Она подошла к борту и слегка оперлась на него одной рукой.
* * *
В тот момент я испытал чувство, с каким, наверно, смотрит на дочь отец, любуясь невинной самоуверенностью юности. По внешности я бы ни за что не дал Эрмижад больше девятнадцати лет. Однако в голосе ее порой слышалась убежденность, которую дает только богатый жизненный опыт, да и в манере держаться было нечто, вовсе не свойственное застенчивой молодости. Похоже, граф Ролдеро был прав. Как, в самом деле, определить возраст Бессмертного?
— Сперва я решил, — сказал я, — что пришел к вам из будущего. Но теперь засомневался. Быть может, я пришел из прошлого, и тогда ваш мир по отношению к тому, что я называю «двадцатым столетием», есть далекое будущее.

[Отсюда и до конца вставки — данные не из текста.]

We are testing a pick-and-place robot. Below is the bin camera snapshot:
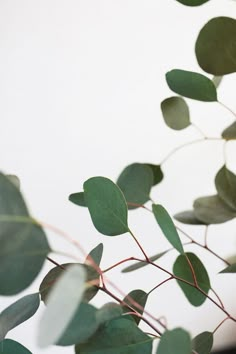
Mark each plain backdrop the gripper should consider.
[0,0,236,354]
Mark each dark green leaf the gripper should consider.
[166,69,217,102]
[117,163,154,209]
[0,174,50,295]
[174,210,206,225]
[96,302,123,325]
[222,122,236,140]
[6,175,20,189]
[75,318,153,354]
[212,76,224,88]
[161,96,191,130]
[57,303,98,346]
[84,177,129,236]
[215,166,236,210]
[39,263,99,304]
[177,0,209,6]
[0,293,40,341]
[0,339,32,354]
[146,163,164,186]
[192,332,213,354]
[220,263,236,273]
[122,250,169,273]
[69,192,87,207]
[123,289,148,324]
[152,204,184,254]
[173,253,211,306]
[85,243,103,266]
[193,195,236,224]
[195,17,236,76]
[38,264,86,348]
[156,328,192,354]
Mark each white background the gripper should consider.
[0,0,236,354]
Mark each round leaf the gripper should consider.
[174,210,205,225]
[84,177,129,236]
[38,264,86,348]
[117,163,153,209]
[193,195,236,225]
[0,339,32,354]
[215,166,236,210]
[174,0,209,6]
[156,328,192,354]
[152,204,184,254]
[75,318,153,354]
[166,69,217,102]
[192,332,213,354]
[39,263,99,304]
[173,253,211,306]
[0,174,50,295]
[69,192,87,207]
[122,250,169,273]
[222,122,236,140]
[195,17,236,76]
[0,293,40,341]
[161,96,191,130]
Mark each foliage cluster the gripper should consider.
[0,0,236,354]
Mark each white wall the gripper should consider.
[0,0,236,354]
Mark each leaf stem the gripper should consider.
[129,229,149,262]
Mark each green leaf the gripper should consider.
[212,76,224,89]
[152,204,184,254]
[122,250,169,273]
[39,263,99,304]
[220,263,236,273]
[156,328,192,354]
[193,195,236,225]
[75,318,152,354]
[174,210,206,225]
[57,303,98,346]
[85,243,103,266]
[0,293,40,341]
[123,289,148,324]
[222,122,236,140]
[84,177,129,236]
[0,339,32,354]
[146,163,164,186]
[192,332,213,354]
[195,17,236,76]
[177,0,209,6]
[6,175,20,189]
[38,264,86,348]
[161,96,191,130]
[96,302,123,325]
[173,253,211,306]
[166,69,217,102]
[0,173,50,295]
[215,166,236,210]
[69,192,87,207]
[117,163,154,209]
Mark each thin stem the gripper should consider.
[102,257,139,273]
[147,277,174,295]
[211,288,225,309]
[99,287,162,336]
[218,101,236,118]
[129,229,149,261]
[160,138,206,165]
[212,317,230,334]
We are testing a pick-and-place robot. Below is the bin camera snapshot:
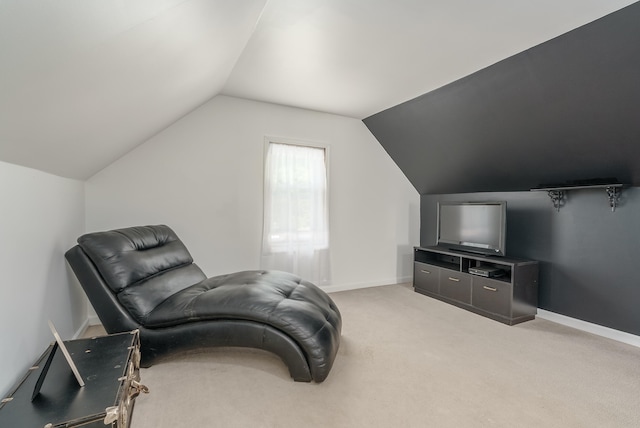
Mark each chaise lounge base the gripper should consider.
[65,226,342,382]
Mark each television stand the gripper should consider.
[413,247,538,325]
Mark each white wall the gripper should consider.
[86,96,420,290]
[0,162,87,393]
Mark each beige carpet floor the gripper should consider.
[90,285,640,428]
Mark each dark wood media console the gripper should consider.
[413,247,538,325]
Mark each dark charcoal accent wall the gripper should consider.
[364,3,640,194]
[420,187,640,335]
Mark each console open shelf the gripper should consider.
[413,246,538,325]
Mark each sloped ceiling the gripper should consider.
[364,3,640,194]
[0,0,633,181]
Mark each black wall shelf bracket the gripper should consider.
[531,184,624,211]
[547,190,566,211]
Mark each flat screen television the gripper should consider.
[436,201,507,256]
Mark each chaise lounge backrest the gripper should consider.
[78,225,206,325]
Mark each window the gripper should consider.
[262,142,330,284]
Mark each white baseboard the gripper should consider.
[537,309,640,348]
[321,276,413,293]
[73,318,91,339]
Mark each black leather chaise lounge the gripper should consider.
[65,225,342,382]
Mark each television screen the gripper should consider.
[437,202,507,256]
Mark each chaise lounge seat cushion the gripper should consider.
[67,225,342,381]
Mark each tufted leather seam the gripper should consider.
[121,262,198,294]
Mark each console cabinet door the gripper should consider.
[413,262,440,294]
[440,269,471,303]
[472,277,511,317]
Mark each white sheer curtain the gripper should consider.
[262,143,330,285]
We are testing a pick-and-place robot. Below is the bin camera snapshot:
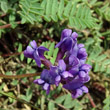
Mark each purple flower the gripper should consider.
[63,77,88,98]
[24,40,49,67]
[55,29,78,61]
[34,69,55,94]
[50,60,73,86]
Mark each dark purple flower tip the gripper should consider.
[61,71,69,78]
[69,54,79,67]
[78,44,84,49]
[69,66,79,76]
[30,40,37,49]
[72,89,83,99]
[58,60,66,71]
[34,79,45,85]
[61,29,72,40]
[80,86,89,93]
[71,32,78,40]
[79,74,90,83]
[24,46,34,58]
[79,71,87,78]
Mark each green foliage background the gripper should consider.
[0,0,110,110]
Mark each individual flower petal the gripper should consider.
[61,29,72,40]
[79,71,87,78]
[61,71,69,78]
[55,75,61,82]
[24,40,48,67]
[43,83,49,90]
[43,83,50,94]
[55,40,63,48]
[80,86,89,93]
[58,60,66,71]
[69,66,79,76]
[71,32,78,40]
[72,89,83,98]
[30,40,37,49]
[69,55,79,67]
[37,79,45,84]
[34,51,41,67]
[26,46,34,54]
[78,44,84,49]
[80,64,91,72]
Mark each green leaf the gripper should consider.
[48,42,55,57]
[48,101,55,110]
[55,95,66,104]
[41,96,45,110]
[18,43,22,52]
[26,87,32,101]
[58,0,64,20]
[64,94,74,108]
[63,1,72,16]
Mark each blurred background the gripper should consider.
[0,0,110,110]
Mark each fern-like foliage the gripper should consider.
[103,96,110,110]
[19,0,97,29]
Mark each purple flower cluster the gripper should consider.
[24,29,91,98]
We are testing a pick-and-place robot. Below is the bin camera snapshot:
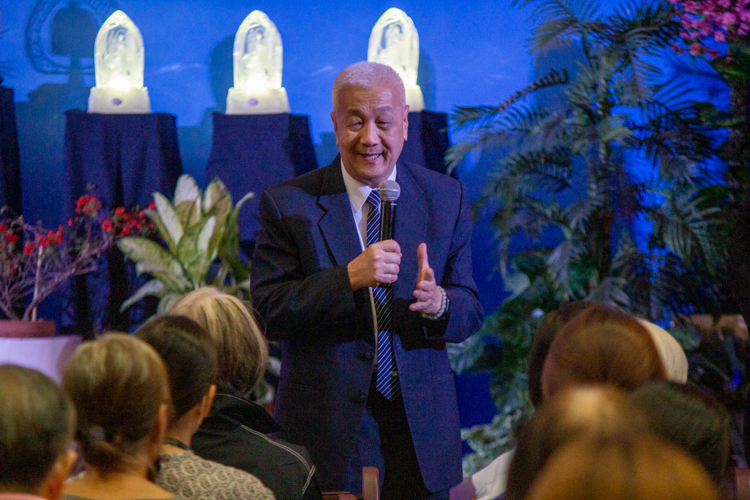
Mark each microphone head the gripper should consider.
[378,180,401,201]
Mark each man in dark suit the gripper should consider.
[251,62,483,500]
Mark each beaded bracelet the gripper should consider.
[422,286,451,319]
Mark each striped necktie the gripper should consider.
[367,189,401,399]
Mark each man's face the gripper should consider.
[331,85,409,187]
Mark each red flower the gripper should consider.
[76,194,91,208]
[47,229,62,245]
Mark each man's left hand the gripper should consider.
[409,243,443,314]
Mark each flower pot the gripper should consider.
[0,319,56,339]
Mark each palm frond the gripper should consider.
[452,69,570,130]
[522,0,604,52]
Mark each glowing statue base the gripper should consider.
[406,85,424,113]
[89,87,151,115]
[226,87,289,115]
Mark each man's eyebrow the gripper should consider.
[346,106,393,116]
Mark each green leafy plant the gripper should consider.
[448,0,726,474]
[117,174,254,313]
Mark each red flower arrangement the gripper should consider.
[0,194,154,321]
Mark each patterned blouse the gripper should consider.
[156,450,275,500]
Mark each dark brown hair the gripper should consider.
[135,316,216,423]
[542,305,666,396]
[505,386,648,500]
[528,300,591,407]
[630,381,729,484]
[63,333,170,473]
[0,365,75,492]
[527,434,719,500]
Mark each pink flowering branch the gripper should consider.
[669,0,750,60]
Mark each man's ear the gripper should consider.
[40,450,78,500]
[331,111,339,147]
[201,384,216,418]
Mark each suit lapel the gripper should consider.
[318,156,362,272]
[393,163,427,298]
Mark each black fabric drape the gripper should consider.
[60,110,182,335]
[400,111,455,177]
[206,112,318,248]
[0,87,21,215]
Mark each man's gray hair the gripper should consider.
[332,61,406,111]
[0,365,75,491]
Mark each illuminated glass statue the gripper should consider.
[367,8,424,111]
[89,10,151,114]
[227,10,289,115]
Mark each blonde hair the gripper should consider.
[62,333,170,473]
[169,287,268,395]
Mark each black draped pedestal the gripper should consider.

— Наш мир очень древний, — согласилась она.
— Сохранились ли сведения о тех временах, когда на Земле жили одни только люди?
— Мы ни о чем таком не слышали, — улыбнулась Эрмижад. — В давно позабытых мифах и преданиях говорится о том, что когда-то на Земле жили одни только элдрены. Мой брат изучал эти мифы. Он мог бы рассказать тебе больше моего.
Я вздрогнул. Не знаю откуда, но у меня возникло ощущение, будто я изнутри превратился в ледышку. Я не в силах был продолжать разговор, хотя мне очень того хотелось.
Девушка словно не замечала моего состояния.
Наконец я через силу выдавил:
— День и вправду исполнен предзнаменований, госпожа. Надеюсь вскоре побеседовать с тобой снова.
Поклонившись, я спешно ретировался к себе в каюту.
Глава 16 СТОЛКНОВЕНИЕ С КОРОЛЕМ
Тем вечером, укладываясь спать, я нарочно, хотя и не без некоторого трепета, не стал напиваться.
— Эрекозе…
Голос звал меня точь-в-точь как тогда, в мою бытность Джоном Дейкером. Только принадлежал он не королю Ригеносу.
— Эрекозе…
Этот голос был музыкальнее.
Я увидел густые зеленые леса, высокие зеленые же холмы, равнины и замки, красивых животных, названия которых я не знал.
— Эрекозе? Меня зовут вовсе не Эрекозе, — сказал я, — Меня зовут принц Кором. Да, принц Кором — принц Кором Бэннан Флуранн, Принц в Алом Плаще. Я ищу свой народ. О, где мой народ? Когда же прервется мой тяжкий путь?